Facing the Page

February 16, 2010

Although I love to write, I, like most writers, dread “facing the page.” Once you decide you want to write, you have an enormous responsibility to make sure that you actually do write. You are suddenly responsible for other lives, other stories, other worlds. Your characters flourish or flounder at the tip of your pen (or via the clickety-clack of your keyboard). Who needs such responsibility in a world where we are overloaded and overwhelmed? I sure the hell don’t!

And yet… once I am willing to “give in” to my “higher powers” and “surrender” myself to all the voices in my head (and yes, I hear them!), then I find my writing starts to flow. So, if you’re like me, clear your workspace, set the mood, get your “music to write movies by” playing, and… submerge yourself in your gifts.

More importantly: Don’t judge, don’t backtrack, don’t edit, don’t criticize. Just keep moving the pen (or the fingers). Get the ideas down. Easier said than done, I know.

Today I have a short script I’ve been working on, as well as my feature that I have not finished, but have vowed to finish by the end of February. ┬áSo… I take a glance at my looking-glass today… I see the rain, the threat of snow, the silver-blues and grays… I embrace them and let them help guide me to the words my heart needs to say. There’s so much I need to say… must get started.

Advertisements

Surviving February

February 15, 2010

I come from sunny Los Angeles, but have been living in Tokyo for the last 16 years.
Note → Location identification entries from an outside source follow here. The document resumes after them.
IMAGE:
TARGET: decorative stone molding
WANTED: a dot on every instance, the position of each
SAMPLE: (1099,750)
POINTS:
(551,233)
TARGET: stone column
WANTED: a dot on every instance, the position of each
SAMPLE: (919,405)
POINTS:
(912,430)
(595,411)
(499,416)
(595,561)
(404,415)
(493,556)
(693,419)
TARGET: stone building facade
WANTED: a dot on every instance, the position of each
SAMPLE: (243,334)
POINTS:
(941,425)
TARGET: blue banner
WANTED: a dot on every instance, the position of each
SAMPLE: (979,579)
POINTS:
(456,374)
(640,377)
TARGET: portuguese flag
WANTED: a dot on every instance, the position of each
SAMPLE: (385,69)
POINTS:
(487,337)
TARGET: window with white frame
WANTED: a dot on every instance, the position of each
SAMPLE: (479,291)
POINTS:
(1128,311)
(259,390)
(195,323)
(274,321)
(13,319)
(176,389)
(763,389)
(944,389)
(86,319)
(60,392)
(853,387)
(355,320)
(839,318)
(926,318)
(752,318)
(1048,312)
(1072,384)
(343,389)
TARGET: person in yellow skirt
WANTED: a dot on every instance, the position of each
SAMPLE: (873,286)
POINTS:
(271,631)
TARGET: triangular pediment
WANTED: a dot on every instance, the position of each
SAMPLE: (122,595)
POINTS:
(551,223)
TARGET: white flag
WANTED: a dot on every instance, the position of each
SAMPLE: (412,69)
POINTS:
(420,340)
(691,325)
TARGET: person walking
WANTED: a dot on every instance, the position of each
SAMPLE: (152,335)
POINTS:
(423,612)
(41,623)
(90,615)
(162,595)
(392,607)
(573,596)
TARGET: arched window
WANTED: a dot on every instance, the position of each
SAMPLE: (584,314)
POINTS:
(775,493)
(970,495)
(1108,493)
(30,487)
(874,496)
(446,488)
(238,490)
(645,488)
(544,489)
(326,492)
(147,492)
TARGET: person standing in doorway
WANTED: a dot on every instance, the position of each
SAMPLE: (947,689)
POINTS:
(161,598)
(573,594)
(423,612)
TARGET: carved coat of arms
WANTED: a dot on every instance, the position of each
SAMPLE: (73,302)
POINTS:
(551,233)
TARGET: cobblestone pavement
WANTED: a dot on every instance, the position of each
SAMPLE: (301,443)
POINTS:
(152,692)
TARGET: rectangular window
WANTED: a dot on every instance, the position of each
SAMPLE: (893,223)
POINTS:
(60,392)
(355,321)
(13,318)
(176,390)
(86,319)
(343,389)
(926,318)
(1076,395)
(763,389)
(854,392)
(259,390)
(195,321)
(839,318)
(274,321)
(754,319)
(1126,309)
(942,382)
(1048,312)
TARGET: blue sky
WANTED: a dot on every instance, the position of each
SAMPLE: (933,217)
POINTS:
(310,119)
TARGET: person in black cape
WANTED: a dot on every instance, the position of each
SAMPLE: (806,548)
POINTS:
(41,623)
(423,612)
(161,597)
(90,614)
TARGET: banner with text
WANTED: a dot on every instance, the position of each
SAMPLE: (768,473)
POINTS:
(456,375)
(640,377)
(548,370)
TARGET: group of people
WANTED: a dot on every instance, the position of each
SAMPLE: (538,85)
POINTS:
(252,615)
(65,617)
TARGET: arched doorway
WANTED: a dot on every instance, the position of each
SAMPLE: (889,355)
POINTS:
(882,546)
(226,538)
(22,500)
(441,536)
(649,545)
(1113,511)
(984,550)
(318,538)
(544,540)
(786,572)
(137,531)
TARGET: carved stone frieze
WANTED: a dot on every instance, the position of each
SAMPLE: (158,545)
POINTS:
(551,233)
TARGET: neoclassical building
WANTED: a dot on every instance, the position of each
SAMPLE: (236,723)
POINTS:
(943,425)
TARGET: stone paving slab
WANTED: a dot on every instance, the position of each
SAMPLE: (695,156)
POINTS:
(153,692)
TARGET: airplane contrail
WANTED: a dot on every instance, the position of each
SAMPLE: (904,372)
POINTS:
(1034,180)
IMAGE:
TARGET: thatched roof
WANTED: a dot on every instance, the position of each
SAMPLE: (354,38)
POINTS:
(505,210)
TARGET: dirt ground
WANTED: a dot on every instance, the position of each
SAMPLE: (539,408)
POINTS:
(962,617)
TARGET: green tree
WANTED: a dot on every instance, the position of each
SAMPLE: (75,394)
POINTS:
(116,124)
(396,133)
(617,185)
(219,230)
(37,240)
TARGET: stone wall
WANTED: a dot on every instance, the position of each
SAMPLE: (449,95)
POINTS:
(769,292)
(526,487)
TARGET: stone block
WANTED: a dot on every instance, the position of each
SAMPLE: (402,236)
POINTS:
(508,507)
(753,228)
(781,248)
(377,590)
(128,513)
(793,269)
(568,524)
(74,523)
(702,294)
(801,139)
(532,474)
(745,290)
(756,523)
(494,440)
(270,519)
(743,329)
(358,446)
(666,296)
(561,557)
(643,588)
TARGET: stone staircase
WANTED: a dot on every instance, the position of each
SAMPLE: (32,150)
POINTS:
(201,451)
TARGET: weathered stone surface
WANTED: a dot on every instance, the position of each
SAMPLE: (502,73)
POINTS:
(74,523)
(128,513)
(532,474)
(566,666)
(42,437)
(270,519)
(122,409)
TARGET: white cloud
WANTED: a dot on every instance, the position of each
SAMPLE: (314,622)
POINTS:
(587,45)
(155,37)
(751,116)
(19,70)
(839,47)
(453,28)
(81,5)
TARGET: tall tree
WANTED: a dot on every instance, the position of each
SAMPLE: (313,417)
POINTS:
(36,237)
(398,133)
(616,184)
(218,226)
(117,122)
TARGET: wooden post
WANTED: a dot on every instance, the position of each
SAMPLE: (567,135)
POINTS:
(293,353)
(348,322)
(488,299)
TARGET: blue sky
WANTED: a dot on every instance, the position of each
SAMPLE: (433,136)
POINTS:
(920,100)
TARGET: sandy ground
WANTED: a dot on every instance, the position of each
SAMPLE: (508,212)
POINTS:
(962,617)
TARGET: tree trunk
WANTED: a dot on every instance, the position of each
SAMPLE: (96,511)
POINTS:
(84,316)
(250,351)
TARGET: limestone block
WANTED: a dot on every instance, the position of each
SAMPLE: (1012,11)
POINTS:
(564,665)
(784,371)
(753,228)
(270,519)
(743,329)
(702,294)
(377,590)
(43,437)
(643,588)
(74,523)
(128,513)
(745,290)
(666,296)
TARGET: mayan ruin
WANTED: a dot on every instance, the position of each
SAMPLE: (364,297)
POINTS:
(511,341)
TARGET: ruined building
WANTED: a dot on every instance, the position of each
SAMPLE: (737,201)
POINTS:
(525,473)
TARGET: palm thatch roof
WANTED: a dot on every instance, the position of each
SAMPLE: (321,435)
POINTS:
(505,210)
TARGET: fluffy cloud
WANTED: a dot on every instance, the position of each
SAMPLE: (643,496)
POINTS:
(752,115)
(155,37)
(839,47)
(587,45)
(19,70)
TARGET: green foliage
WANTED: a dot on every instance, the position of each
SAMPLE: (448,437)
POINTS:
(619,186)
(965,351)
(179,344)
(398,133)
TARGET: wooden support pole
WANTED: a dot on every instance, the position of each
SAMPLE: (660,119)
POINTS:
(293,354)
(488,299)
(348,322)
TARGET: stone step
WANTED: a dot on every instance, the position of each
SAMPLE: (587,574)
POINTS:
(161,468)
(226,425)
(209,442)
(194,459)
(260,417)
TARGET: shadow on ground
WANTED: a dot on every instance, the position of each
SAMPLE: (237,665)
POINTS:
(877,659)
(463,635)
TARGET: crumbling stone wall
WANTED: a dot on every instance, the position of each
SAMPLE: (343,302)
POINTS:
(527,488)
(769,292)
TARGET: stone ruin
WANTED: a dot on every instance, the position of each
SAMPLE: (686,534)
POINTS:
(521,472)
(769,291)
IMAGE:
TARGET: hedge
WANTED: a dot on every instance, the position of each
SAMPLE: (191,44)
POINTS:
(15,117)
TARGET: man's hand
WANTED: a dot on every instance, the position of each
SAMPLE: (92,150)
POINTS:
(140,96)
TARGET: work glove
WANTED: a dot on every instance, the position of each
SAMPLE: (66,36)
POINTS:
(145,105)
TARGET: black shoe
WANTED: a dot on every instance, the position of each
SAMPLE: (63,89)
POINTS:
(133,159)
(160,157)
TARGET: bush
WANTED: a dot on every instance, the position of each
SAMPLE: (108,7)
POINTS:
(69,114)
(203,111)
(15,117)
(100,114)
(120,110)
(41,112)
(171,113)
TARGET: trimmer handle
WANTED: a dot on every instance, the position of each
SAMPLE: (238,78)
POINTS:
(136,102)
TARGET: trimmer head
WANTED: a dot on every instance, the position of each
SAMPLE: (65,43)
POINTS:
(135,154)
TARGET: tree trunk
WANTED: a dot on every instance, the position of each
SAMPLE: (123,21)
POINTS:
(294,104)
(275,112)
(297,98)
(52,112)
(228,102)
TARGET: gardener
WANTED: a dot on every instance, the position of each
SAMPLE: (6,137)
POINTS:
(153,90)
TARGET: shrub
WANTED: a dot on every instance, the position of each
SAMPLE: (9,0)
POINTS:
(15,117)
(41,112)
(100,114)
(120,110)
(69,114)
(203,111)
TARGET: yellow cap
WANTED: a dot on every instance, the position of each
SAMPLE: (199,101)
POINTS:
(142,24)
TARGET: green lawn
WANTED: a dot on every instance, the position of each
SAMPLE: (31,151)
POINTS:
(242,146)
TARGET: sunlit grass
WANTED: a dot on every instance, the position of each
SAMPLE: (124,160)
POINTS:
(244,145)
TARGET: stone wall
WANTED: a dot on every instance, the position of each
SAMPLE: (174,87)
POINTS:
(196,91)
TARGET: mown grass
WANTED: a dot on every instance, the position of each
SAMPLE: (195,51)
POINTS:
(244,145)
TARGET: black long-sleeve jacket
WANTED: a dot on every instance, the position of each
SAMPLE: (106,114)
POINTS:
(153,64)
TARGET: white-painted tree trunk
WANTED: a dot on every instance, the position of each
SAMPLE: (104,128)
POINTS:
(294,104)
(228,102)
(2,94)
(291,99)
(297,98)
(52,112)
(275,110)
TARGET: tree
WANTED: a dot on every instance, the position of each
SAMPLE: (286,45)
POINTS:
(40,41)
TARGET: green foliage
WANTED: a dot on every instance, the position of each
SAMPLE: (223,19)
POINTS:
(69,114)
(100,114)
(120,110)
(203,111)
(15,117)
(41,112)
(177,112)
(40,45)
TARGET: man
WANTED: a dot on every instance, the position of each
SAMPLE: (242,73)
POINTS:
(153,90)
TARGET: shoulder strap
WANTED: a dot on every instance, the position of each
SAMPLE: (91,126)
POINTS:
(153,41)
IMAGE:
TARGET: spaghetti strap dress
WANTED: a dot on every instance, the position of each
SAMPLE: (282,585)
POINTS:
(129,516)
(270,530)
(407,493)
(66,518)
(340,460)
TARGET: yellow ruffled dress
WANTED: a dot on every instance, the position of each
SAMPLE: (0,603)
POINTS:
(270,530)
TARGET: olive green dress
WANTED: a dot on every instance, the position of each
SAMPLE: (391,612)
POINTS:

And every year, about this time, I am struck by the chilling reality that while global warming might kill us in the end, there’s the strong possibility that some of us might freeze to death first.

And yet… I love February in Tokyo: grey skies, icy rain, millions of people rushing about in sweaters and scarves, braving the winds, sidestepping the puddles, hiding from flurries of snow…

And I love… anchoring myself to the table in my living room because every other room in my manshon (Western apartment) is simply too cold to walk into. And so it is from this table that I write my message to the world, and the looking-glass I see today is a dark, dreary, overcast one. But… there is much beauty in the greys, the silvers and the clouds that swirl and swoop and threaten…

Let them, I say. Perfect weather for writing a drama… which is what I’ve been doing. My first dramatic screenplay. What a struggle! The laughs have always come to me easily, but a drama… well, indeed, that’s a horse of a different color. But I soldier on, because I’ve made a promise to myself to finish my drama before the end of this month. I’m going to embrace my February, it’s depressing gloom, its short, snowy days. I’m going to make it work for me.

This is my first entry and I will endeavor to use this blog to share with you what I see through my looking-glass, a displaced Los Angeleno in his now adopted home of Tokyo, a songwriter turned screenwriter with a dream of seeing my screenplays on the silver screen… or even on the computer screen.

This is my creative adventure, my chance to share a few observations about all that is odd, strange, wonderful, beautiful, haunting, enchanting… all that I see through my looking-glass.